Pantau - Dewan Kerajinan Nasional Daerah (Dekranasda) Bali memfasilitasi pelaku industri kecil menengah (IKM) dan usaha mikro kecil menengah (UMKM) untuk berjualan secara gratis di Pesta Kesenian Bali (PKB) XLVIII 2026 sebagai bentuk dukungan terhadap pengembangan usaha lokal dan perluasan akses promosi.
Stan Gratis untuk Dukung Pelaku Usaha Lokal
Ketua Dekranasda Bali Putri Suastini Koster mengatakan seluruh stan IKM Bali Bangkit dan UMKM kuliner pada PKB 2026 disediakan tanpa biaya sewa.
“Untuk stan IKM Bali Bangkit dan UMKM kuliner pada PKB tahun ini kita gratiskan, tidak perlu mengeluarkan biaya untuk menyewa tempat,” ungkapnya.
Menurut Putri Koster, kebijakan tersebut merupakan bentuk keberpihakan Pemerintah Provinsi Bali agar pelaku usaha lokal memiliki kesempatan yang lebih luas untuk mempromosikan dan memasarkan produknya dalam festival seni tahunan terbesar di Bali.
Ia juga menjelaskan bahwa seluruh peserta tetap melalui proses kurasi oleh Dinas Perindustrian dan Perdagangan Bali bersama Dinas Koperasi dan UKM Bali guna memastikan kualitas produk yang dipamerkan.
Selain itu, pemerintah meminta pelaku usaha menjual produk dengan harga yang wajar dan melarang adanya pungutan dalam bentuk apa pun, termasuk biaya keamanan maupun kebersihan.
PKB 2026 Dorong Pengelolaan Sampah Berkelanjutan
Dekranasda Bali juga menjadikan PKB 2026 sebagai ajang edukasi pengelolaan sampah berbasis sumber dengan mewajibkan setiap peserta mengelola sampah secara mandiri.
“Dengan demikian PKB tidak hanya memberikan manfaat ekonomi, tetapi juga memperkuat upaya pelestarian lingkungan dan budaya Bali secara berkelanjutan,” ujar Putri Koster.
Setiap stan akan dilengkapi dua tempat sampah terpisah untuk sampah organik dan anorganik, sementara para pelaku usaha diminta disiplin memilah sampah sejak dari sumbernya.
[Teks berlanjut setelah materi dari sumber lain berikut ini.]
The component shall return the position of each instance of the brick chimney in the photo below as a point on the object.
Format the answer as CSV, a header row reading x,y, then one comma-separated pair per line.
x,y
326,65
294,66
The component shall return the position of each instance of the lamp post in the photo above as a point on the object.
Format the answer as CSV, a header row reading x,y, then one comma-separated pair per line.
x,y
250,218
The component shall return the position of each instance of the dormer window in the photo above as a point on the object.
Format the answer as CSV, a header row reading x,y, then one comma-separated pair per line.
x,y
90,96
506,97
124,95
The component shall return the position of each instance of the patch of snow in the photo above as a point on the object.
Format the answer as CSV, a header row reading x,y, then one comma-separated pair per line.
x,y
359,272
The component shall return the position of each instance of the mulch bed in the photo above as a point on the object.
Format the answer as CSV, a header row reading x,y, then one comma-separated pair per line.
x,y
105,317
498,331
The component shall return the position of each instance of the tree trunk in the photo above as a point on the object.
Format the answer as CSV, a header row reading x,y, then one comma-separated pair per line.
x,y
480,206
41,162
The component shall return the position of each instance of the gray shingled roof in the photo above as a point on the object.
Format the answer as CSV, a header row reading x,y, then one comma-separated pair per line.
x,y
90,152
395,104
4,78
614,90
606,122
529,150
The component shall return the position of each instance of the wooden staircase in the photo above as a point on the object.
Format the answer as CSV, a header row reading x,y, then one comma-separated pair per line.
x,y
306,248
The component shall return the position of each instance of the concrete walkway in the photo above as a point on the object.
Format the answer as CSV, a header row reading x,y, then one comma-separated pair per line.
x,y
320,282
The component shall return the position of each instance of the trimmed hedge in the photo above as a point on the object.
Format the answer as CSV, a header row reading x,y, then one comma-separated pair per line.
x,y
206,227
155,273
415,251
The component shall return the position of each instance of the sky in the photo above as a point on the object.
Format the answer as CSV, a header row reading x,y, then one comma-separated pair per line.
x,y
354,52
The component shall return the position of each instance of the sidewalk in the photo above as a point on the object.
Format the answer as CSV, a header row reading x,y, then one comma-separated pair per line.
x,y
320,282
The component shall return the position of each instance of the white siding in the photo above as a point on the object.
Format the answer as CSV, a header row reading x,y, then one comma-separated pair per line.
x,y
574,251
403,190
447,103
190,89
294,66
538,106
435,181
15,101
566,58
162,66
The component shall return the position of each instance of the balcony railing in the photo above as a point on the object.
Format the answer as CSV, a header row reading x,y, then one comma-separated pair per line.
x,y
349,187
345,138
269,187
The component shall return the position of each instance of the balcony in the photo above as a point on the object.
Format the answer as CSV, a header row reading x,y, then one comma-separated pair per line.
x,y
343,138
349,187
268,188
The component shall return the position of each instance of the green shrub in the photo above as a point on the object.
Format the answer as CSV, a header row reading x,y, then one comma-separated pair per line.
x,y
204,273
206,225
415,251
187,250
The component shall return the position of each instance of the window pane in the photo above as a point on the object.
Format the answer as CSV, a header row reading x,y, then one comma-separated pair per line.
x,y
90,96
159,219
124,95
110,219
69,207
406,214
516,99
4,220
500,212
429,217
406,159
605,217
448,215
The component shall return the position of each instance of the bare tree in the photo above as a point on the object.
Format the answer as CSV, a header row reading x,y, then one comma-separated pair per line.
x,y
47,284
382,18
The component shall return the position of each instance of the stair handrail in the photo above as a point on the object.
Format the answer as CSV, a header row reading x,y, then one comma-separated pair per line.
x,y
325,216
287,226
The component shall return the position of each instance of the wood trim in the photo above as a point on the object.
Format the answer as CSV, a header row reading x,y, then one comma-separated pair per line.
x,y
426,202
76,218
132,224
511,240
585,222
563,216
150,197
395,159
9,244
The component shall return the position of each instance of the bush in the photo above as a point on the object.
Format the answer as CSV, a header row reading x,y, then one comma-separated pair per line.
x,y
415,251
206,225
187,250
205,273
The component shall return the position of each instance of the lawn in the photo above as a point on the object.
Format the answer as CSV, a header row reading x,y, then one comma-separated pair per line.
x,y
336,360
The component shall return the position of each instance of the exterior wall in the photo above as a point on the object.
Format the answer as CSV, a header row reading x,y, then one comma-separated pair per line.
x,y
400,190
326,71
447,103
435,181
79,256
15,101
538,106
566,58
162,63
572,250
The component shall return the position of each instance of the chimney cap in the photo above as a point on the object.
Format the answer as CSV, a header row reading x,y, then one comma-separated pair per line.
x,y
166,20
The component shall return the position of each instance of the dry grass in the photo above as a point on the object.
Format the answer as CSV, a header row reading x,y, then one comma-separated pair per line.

“Nanti akan disediakan dua tong sampah di setiap stan, masing-masing untuk sampah organik dan anorganik, saya minta diperhatikan agar jangan sampai bercampur,” katanya.
Dekranasda Bali juga mengimbau pelaku IKM dan UMKM meninggalkan penggunaan kantong plastik sekali pakai dan beralih ke tas kain atau kemasan yang lebih ramah lingkungan sebagai bagian dari komitmen mengurangi timbulan sampah plastik.